A pesquisa de Pedro Meira Monteiro concilia, com rara felicidade, erudição fina e capacidade de renovar os textos e temas com os quais lida. Se, em "A Queda do Aventureiro" [Unicamp], a reconstrução do diálogo de Sérgio Buarque de Holanda com Max Weber já evidenciava esse traço, em "Um Moralista nos Trópicos" [Boitempo], Meira Monteiro produziu um dos mais sutis e completos estudos de trocas e transferências culturais, radiografando o (des)encontro do Visconde Cairu com as máximas de La Rochefoucauld.

Livros centrais
Quanto às obras fundamentais de Antonio Candido, destaco dois livros e dois ensaios. Em "Introdução ao Método Crítico de Sílvio Romero" (1945), ao estudar o polêmico crítico oitocentista, Candido propôs uma inovadora análise da assimilação de teorias importadas, ou seja, das condições de produção de um pensamento autônomo nos chamados países periféricos.

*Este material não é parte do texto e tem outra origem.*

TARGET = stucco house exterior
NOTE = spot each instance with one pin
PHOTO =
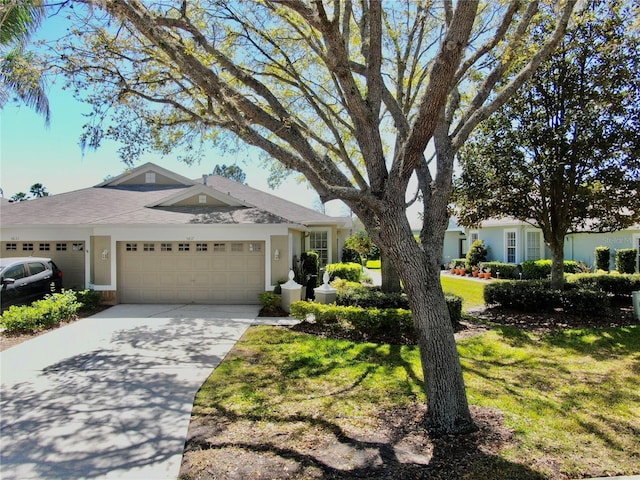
(153, 236)
(514, 241)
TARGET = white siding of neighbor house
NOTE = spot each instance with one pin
(579, 246)
(582, 246)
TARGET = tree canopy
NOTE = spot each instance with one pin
(19, 71)
(347, 93)
(232, 172)
(564, 154)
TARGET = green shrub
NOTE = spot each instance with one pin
(626, 260)
(477, 253)
(369, 310)
(351, 272)
(603, 257)
(458, 263)
(349, 255)
(537, 296)
(619, 286)
(507, 270)
(541, 269)
(88, 299)
(42, 314)
(454, 304)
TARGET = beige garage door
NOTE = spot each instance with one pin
(190, 272)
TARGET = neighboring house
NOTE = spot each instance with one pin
(513, 241)
(153, 236)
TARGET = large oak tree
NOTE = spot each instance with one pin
(348, 93)
(564, 155)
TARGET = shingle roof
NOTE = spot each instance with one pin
(279, 206)
(127, 204)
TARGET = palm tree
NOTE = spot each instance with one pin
(19, 74)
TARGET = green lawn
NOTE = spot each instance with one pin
(571, 398)
(471, 291)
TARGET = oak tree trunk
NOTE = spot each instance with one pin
(419, 270)
(557, 263)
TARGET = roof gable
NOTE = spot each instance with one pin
(148, 174)
(199, 196)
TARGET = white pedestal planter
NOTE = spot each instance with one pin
(291, 292)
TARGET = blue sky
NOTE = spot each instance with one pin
(32, 153)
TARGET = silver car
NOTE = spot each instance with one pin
(25, 279)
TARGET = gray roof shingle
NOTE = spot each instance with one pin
(129, 205)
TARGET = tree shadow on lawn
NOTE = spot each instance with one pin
(224, 444)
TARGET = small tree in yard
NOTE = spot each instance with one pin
(563, 155)
(347, 93)
(626, 260)
(477, 253)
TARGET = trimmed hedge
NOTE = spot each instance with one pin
(537, 296)
(626, 260)
(349, 271)
(371, 311)
(541, 269)
(507, 270)
(615, 285)
(41, 314)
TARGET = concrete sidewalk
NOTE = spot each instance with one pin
(110, 396)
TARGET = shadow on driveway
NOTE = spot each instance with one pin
(109, 396)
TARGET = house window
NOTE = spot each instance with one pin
(318, 243)
(533, 246)
(510, 244)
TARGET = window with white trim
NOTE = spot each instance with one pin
(534, 246)
(511, 246)
(318, 242)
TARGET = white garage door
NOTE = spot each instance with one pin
(191, 272)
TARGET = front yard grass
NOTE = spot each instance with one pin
(471, 291)
(293, 405)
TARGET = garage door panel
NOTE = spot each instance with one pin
(217, 277)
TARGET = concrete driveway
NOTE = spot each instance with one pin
(110, 396)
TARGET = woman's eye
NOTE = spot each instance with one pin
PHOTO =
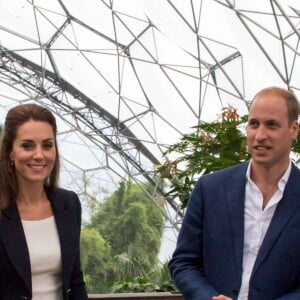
(27, 145)
(48, 145)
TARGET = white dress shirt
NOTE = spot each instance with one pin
(256, 223)
(45, 258)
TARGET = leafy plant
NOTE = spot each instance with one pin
(212, 146)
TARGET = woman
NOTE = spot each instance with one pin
(39, 223)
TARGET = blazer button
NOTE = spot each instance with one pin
(235, 292)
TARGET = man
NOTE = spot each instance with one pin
(240, 237)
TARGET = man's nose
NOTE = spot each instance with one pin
(38, 153)
(261, 133)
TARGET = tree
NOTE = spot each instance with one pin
(212, 146)
(95, 259)
(129, 229)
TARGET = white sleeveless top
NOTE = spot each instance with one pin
(45, 258)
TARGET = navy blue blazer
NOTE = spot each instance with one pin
(208, 257)
(15, 273)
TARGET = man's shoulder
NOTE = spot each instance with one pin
(232, 170)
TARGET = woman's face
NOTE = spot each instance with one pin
(33, 152)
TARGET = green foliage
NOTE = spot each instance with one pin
(139, 285)
(129, 219)
(212, 146)
(122, 239)
(95, 262)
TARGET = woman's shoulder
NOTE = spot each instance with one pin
(68, 197)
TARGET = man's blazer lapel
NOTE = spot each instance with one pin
(14, 242)
(235, 198)
(287, 207)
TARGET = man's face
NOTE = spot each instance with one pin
(269, 134)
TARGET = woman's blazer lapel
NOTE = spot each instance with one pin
(67, 217)
(14, 242)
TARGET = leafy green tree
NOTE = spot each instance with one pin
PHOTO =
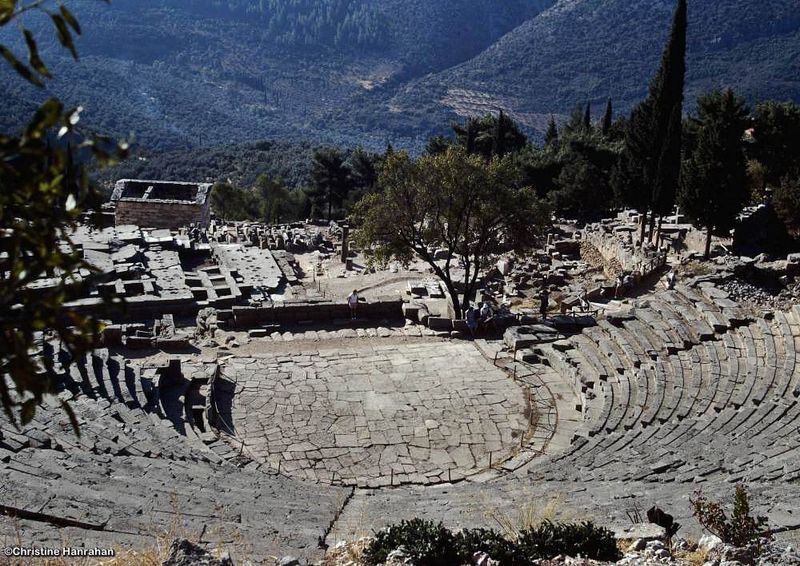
(363, 170)
(331, 178)
(275, 200)
(454, 201)
(225, 201)
(714, 184)
(44, 191)
(490, 135)
(649, 169)
(776, 133)
(437, 145)
(608, 118)
(787, 203)
(583, 186)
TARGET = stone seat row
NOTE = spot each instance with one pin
(159, 394)
(743, 385)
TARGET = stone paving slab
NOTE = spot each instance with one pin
(375, 415)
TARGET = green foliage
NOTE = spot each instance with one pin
(647, 178)
(490, 136)
(551, 539)
(460, 202)
(240, 164)
(499, 548)
(428, 543)
(574, 171)
(269, 201)
(714, 181)
(340, 23)
(786, 200)
(425, 542)
(331, 180)
(608, 119)
(776, 133)
(551, 135)
(44, 189)
(741, 529)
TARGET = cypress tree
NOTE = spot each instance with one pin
(607, 118)
(500, 135)
(650, 163)
(714, 179)
(551, 135)
(576, 120)
(587, 117)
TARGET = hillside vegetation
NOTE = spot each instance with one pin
(180, 74)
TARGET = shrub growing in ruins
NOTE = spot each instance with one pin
(428, 543)
(499, 548)
(550, 539)
(44, 188)
(787, 203)
(425, 542)
(740, 529)
(456, 202)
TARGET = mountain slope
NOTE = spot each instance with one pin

De igual modo, principiou a desenvolver o projeto de elaboração conceitual da idéia de "sistema literário".
O conceito foi plenamente desenvolvido em "Formação da Literatura Brasileira" (1959):
uma autêntica análise combinatória, com base na consideração das inúmeras possibilidades de relacionamento entre os termos "autor", "público" e "obra" -e nada impede que novos termos se imponham, tornando a equação mais complexa. "Formação" é a mais relevante história literária escrita sob o influxo do modernismo.
Nesse sentido, pouco importa se a narrativa conclui na época da consolidação romântica do triângulo "autor-obra-público". O elemento decisivo é a oscilação entre o próprio e o alheio, a necessidade de afirmar-se a partir do comércio com o outro.
Em "Passagem do Dois ao Três" (1974, incluído em "Textos de Intervenção"), Candido desenvolveu uma aguda reflexão acerca do espinhoso tema das relações entre literatura e sociedade.
Ora, se os métodos de extração formal realmente produzem um conhecimento valioso sobre a estruturação do texto literário, não conseguem explicar por que esta e não aquela outra estrutura foi articulada.
Logo, o entendimento da transformação do dado externo em fatura interna ao texto representa uma relevante contribuição, perfeitamente desenvolvida em "Dialética da Malandragem" (1978), seu ensaio mais celebrado.


JOÃO CEZAR DE CASTRO ROCHA é ensaísta e professor universitário, autor de "Exercícios Críticos" (ed. Argos), entre outros livros.